The case1 involved a situation where the Australian market regulator, ASIC2, alleged

certain malpractices in the form of misinformation being given to the market

regulator by the board of the defendant company. ASIC alleged “that a

Draft ASX Announcement was approved at the 15 February 2001 Meeting of the JHIL board

of directors and that it contained a number of statements to the effect that the Foundation

would have sufficient funds to meet all legitimate Asbestos Claims, that it was fully funded and

provided certainty for people with legitimate Asbestos Claims. ASIC alleged that those

statements were false or misleading and that the directors were in breach of (their duties)…”

Among the many issues raised were those concerning the duty of care imposed on

executive and non-executive directors; as well as those pertaining to the extent to

which non-executive directors could rely while exercising their duties on the

information given to them from others.

1 Australian Securities and Investment Commission v. MacDonald 2 Australian Securities and Investment Commission

- 28 -

The Court noted at the outset that the position in relation to non-executive directors

was unclear. NEDs were undoubtedly subject to similar fiduciary duties as executive

directors such as the duty to act in good faith and for proper purposes, duties of no

conflict etc. Nonetheless, there was considerable uncertainty in determining how

these duties applied to NEDs.

Quoting from a leading Australian textbook, it was noted:

“For a Non-Executive Director case law has supplied no objective standard of the reasonably

competent company director analogous to the reasonably competent member of a particular

profession or trade, such as architect, solicitor, physician or builder, against whom the conduct

of a director can be measured when determining whether there has been a breach of the duty of

care, diligence and skill. Part of the reason is the absence of any shared body of detailed expert

knowledge of what is involved in the directing of companies. The diversity of companies and

varieties of business endeavour are such as to allow uniformity of standards only on very general

matters.”

The Court however went on to hold that all directors, including non-executive ones,

should have known that there was a possibility that the statements in the

Announcement were false and/or misleading.

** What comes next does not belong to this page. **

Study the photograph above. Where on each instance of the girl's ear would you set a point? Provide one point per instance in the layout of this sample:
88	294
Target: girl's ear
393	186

Significantly, the Court decided that non-executive directors could not simply rely on

the information provided by the management or by the executive directors. “This was

a key statement in relation to a highly significant restructure of the James Hardie group.

Management having brought the matter to the board, none of them was entitled to abdicate

responsibility by delegating his or her duty to a fellow director.”

Thus, the Court seems to have imposed a duty of care on NEDs which cannot be

satisfied simply by relying on information provided to them by others. What exactly

is the content of this duty is a question not conclusively answered.

- 29 -

Nonetheless, the ASIC has described the decision as “a landmark decision in Australian

corporate governance”; and it appears that Non-Executive Directors will not be held to

have satisfied their duties by arguing that they relied in good faith on certain

information provided to them. Particularly when the information concerns an

important management decision, there appears to be a duty on non-executive

directors to confirm the veracity of the information independently.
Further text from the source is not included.